A Discrimination Complaint Does Not Protect the Employee from All Adverse Employment Actions
While employees are protected from retaliation for making a discrimination complaint, they are not automatically insulated from all adverse employment actions, and can be held accountable for separate misconduct, as the U.S. Court of Appeals for the Eighth Circuit recently held.
In Thompson v. University of Arkansas Board of Trustees, a campus police officer complained to his supervisor of race discrimination by the police chief. He was terminated shortly thereafter, and sued, alleging retaliation in violation of federal anti-discrimination law. However, the employer explained that the termination was because the officer, who was the first responder to a call reporting an intoxicated man who was passed out and foaming at the mouth, failed to provide first aid, check vital signs, reposition, or continually observe the man prior to the ambulance’s arrival. As the Eighth Circuit stated, “Here, [the officer] failed to adhere to his responsibilities as a first responder, putting the intoxicated man at risk of death or severe injury.
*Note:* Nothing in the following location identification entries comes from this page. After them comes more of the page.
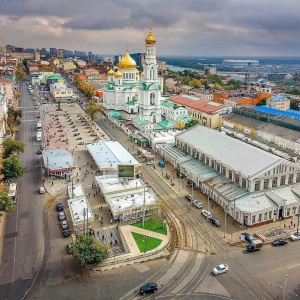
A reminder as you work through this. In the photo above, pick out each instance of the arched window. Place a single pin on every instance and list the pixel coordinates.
(152, 99)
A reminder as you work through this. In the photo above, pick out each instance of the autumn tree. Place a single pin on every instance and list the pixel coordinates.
(88, 251)
(11, 146)
(11, 168)
(92, 110)
(6, 202)
(13, 119)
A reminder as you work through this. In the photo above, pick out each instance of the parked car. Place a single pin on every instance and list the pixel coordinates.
(42, 190)
(66, 232)
(61, 216)
(220, 269)
(248, 237)
(206, 214)
(179, 174)
(295, 236)
(150, 287)
(189, 197)
(279, 242)
(215, 221)
(59, 207)
(162, 163)
(64, 224)
(69, 248)
(197, 204)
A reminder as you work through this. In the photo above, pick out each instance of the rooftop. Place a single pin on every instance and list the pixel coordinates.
(242, 157)
(110, 154)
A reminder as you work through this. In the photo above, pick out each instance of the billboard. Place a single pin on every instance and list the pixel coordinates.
(126, 171)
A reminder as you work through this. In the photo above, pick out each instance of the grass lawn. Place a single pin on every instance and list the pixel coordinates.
(150, 243)
(152, 226)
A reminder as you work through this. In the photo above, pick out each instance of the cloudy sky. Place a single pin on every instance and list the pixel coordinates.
(181, 27)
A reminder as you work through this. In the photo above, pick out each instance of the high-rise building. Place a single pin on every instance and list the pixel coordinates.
(60, 53)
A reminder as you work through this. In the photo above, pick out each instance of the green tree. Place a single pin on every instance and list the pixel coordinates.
(11, 168)
(11, 146)
(6, 203)
(88, 251)
(92, 110)
(20, 73)
(13, 119)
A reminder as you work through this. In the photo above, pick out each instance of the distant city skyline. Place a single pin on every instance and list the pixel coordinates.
(189, 28)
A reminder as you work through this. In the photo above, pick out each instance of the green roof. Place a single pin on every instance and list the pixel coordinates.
(166, 124)
(114, 113)
(132, 102)
(185, 118)
(141, 121)
(52, 77)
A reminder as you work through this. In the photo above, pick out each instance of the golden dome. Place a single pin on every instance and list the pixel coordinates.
(111, 72)
(150, 39)
(127, 62)
(118, 74)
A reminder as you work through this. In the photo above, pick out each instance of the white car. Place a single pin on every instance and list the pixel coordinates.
(197, 204)
(295, 236)
(42, 190)
(220, 269)
(206, 214)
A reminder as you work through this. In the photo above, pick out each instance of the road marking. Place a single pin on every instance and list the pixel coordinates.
(294, 266)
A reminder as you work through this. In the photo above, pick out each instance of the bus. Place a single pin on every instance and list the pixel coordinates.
(39, 136)
(12, 192)
(39, 126)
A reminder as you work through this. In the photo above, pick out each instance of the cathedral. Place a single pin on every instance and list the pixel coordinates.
(128, 90)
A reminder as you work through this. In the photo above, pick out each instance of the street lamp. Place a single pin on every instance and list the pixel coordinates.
(283, 287)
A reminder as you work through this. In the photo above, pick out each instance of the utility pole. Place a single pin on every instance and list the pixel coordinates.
(144, 206)
(284, 287)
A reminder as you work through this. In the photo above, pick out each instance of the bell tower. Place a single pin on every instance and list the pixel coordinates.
(150, 88)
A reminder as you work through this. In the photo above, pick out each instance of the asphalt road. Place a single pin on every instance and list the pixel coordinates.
(24, 233)
(186, 275)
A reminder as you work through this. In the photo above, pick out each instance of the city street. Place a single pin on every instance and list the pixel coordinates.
(35, 252)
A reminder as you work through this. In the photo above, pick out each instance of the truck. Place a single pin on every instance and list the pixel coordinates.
(255, 245)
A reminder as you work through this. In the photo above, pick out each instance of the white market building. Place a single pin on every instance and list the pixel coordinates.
(108, 155)
(127, 199)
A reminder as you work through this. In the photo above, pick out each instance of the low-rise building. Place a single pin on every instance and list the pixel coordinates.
(61, 91)
(279, 102)
(207, 113)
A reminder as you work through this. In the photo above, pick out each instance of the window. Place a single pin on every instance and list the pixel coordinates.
(257, 185)
(223, 170)
(152, 99)
(282, 180)
(237, 179)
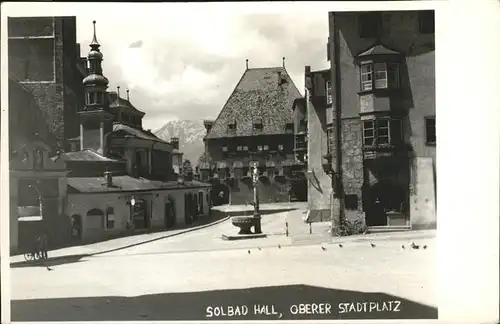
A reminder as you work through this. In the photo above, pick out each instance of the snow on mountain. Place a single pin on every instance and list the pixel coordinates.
(190, 134)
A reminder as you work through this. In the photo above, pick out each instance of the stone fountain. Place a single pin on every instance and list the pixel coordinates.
(245, 223)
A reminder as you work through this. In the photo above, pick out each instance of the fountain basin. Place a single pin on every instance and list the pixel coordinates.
(244, 223)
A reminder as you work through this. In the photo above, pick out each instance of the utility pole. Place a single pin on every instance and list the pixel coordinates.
(337, 196)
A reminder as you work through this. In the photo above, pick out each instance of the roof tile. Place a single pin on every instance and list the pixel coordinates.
(258, 96)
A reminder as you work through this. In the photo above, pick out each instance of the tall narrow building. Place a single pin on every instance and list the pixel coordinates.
(371, 120)
(95, 119)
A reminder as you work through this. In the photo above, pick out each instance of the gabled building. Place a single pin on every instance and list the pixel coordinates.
(374, 141)
(255, 127)
(122, 179)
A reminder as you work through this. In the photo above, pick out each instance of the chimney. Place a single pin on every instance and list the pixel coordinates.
(208, 125)
(108, 176)
(175, 142)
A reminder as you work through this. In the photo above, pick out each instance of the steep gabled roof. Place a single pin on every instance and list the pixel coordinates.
(259, 95)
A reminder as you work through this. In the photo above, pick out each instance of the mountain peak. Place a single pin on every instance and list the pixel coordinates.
(190, 134)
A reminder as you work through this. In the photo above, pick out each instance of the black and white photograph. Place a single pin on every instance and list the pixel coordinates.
(182, 162)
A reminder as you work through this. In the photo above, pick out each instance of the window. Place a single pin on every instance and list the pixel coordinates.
(369, 25)
(351, 202)
(382, 126)
(329, 97)
(379, 76)
(366, 77)
(382, 131)
(368, 133)
(110, 217)
(200, 202)
(430, 130)
(426, 21)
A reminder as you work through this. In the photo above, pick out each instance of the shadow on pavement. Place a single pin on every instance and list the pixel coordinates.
(275, 303)
(50, 262)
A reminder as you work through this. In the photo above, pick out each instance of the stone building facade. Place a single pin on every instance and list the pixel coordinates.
(37, 183)
(122, 177)
(45, 57)
(255, 127)
(382, 89)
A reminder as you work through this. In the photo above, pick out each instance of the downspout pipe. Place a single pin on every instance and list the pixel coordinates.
(337, 197)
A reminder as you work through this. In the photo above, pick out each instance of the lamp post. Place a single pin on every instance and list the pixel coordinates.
(256, 213)
(39, 198)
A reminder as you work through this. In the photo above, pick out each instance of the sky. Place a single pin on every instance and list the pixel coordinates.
(184, 64)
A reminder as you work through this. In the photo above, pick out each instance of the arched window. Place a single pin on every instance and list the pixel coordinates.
(110, 218)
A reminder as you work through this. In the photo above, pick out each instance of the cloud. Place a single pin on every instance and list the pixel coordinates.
(135, 44)
(185, 68)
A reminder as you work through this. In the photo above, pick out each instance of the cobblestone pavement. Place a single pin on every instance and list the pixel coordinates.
(201, 261)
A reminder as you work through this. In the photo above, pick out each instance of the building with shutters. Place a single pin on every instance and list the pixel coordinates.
(371, 121)
(255, 128)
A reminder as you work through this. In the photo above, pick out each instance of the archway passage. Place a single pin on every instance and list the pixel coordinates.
(382, 197)
(220, 194)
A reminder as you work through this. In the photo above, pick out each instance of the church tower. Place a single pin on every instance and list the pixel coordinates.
(95, 119)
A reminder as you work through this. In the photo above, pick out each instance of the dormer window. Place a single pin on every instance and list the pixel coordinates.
(369, 24)
(329, 97)
(257, 124)
(232, 125)
(379, 68)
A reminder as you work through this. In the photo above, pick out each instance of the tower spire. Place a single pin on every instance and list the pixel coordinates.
(94, 44)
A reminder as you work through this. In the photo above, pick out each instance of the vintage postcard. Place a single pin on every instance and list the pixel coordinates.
(221, 162)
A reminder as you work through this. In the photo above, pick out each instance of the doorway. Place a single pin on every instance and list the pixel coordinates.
(382, 197)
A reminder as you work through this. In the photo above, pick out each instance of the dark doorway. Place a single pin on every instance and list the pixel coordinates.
(220, 195)
(140, 214)
(76, 227)
(169, 215)
(380, 198)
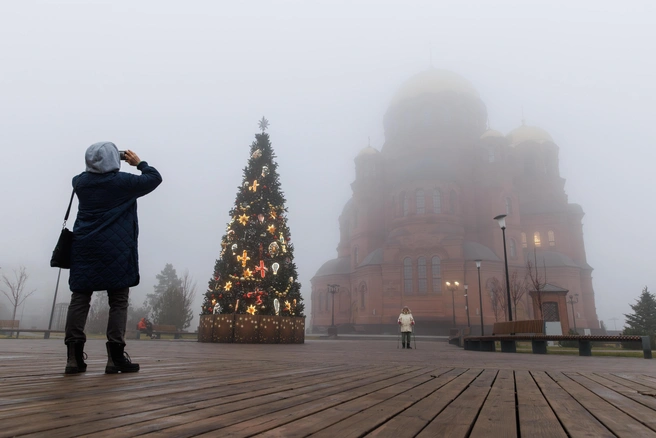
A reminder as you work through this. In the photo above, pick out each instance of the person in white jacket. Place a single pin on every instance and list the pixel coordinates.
(406, 321)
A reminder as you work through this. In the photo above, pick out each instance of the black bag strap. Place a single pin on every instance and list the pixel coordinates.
(68, 210)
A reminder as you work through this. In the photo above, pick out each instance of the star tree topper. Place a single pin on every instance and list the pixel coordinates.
(263, 124)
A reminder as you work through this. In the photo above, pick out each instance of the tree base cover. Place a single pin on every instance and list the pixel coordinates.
(252, 329)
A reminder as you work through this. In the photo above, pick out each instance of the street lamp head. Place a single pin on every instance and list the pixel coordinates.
(501, 219)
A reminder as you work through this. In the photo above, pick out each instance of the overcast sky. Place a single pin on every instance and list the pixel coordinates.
(183, 84)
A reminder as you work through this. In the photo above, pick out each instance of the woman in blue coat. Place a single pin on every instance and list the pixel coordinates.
(105, 254)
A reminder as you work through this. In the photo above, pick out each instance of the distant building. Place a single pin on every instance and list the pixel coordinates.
(422, 212)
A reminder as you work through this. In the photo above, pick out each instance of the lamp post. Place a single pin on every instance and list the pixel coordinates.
(453, 288)
(467, 304)
(573, 301)
(480, 294)
(502, 223)
(333, 289)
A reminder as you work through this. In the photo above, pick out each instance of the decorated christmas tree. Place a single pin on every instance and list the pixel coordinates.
(255, 272)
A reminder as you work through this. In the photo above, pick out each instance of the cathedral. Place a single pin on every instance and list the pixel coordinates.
(420, 228)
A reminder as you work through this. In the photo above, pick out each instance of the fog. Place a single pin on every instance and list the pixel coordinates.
(183, 84)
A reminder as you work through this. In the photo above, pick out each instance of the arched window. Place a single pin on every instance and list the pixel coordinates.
(407, 276)
(453, 201)
(437, 201)
(420, 201)
(529, 165)
(405, 204)
(436, 274)
(422, 283)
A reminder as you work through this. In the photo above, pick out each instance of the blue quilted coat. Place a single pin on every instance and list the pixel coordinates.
(105, 254)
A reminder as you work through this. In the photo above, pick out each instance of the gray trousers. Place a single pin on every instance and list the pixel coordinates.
(78, 311)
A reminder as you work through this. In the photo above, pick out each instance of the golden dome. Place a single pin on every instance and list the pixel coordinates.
(367, 151)
(528, 133)
(433, 81)
(492, 133)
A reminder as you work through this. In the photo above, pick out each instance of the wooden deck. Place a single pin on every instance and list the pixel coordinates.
(323, 389)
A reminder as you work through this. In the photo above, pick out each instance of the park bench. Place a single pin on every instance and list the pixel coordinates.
(508, 333)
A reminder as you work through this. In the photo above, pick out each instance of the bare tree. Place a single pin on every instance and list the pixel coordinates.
(498, 292)
(174, 305)
(538, 280)
(518, 288)
(14, 289)
(188, 295)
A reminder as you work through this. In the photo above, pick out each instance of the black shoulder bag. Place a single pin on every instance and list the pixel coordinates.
(61, 256)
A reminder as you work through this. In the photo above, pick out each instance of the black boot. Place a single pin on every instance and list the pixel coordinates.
(118, 361)
(75, 358)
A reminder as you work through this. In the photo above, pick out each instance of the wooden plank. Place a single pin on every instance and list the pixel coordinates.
(536, 418)
(179, 405)
(497, 417)
(630, 407)
(325, 419)
(576, 420)
(636, 395)
(457, 419)
(614, 419)
(229, 390)
(360, 416)
(638, 379)
(411, 421)
(625, 382)
(206, 419)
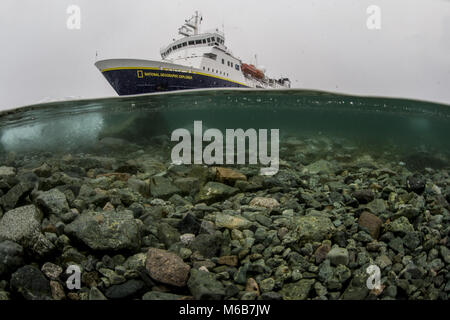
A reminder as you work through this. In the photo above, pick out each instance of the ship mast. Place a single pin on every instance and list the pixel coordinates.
(191, 26)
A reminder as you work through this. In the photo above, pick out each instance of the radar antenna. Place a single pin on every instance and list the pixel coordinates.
(191, 26)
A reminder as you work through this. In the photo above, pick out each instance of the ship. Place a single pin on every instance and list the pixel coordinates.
(194, 61)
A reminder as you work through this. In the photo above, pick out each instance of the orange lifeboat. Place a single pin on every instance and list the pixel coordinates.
(252, 70)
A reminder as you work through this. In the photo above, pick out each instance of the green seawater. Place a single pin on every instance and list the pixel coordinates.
(375, 124)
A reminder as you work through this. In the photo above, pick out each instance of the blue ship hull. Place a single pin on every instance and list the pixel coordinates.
(130, 81)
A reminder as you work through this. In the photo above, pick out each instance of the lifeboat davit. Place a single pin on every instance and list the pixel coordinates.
(252, 70)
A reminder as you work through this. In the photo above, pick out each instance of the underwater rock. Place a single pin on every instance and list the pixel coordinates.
(338, 256)
(128, 289)
(371, 222)
(415, 183)
(268, 203)
(215, 191)
(231, 222)
(321, 166)
(167, 267)
(53, 202)
(106, 230)
(228, 175)
(11, 257)
(364, 196)
(297, 291)
(17, 193)
(313, 227)
(29, 282)
(204, 286)
(22, 225)
(161, 187)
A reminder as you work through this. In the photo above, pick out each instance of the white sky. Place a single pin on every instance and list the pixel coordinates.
(318, 44)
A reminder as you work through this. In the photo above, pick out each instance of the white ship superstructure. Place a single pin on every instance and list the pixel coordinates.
(196, 60)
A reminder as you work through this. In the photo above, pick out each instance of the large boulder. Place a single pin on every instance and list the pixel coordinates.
(167, 267)
(106, 231)
(22, 225)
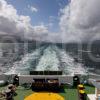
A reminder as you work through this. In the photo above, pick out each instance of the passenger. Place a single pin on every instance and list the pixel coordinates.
(9, 95)
(16, 80)
(13, 89)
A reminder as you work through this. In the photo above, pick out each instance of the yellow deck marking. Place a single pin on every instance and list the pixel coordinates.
(44, 96)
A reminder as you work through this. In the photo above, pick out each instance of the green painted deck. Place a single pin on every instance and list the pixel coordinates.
(67, 92)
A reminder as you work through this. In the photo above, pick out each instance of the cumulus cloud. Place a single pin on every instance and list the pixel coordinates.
(32, 8)
(80, 20)
(13, 24)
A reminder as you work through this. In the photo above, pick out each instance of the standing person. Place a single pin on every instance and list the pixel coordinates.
(16, 80)
(9, 95)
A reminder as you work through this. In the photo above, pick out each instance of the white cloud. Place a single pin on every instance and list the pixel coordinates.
(13, 24)
(32, 8)
(80, 20)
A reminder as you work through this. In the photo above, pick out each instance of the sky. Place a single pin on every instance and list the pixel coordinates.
(51, 20)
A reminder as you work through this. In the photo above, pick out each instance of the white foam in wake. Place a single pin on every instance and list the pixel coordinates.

He need not have violated an enumerated ground or specific law-enforcement standard to be fired under the [disciplinary] policy.”
This case emphasizes several helpful points for employers. Employees can and should be held accountable for their misconduct, even where they have engaged in protected activity under federal or state anti-discrimination law – but the employer must ensure that they are treating the employee consistently with how it has treated others engaged in similar misconduct. In addition, employers are not limited to disciplining only for misconduct that is listed in a disciplinary policy, although we suggest it is helpful if the policy, like the one at issue here, contains language granting the employer discretion to impose discipline for serious issues beyond those listed in the policy.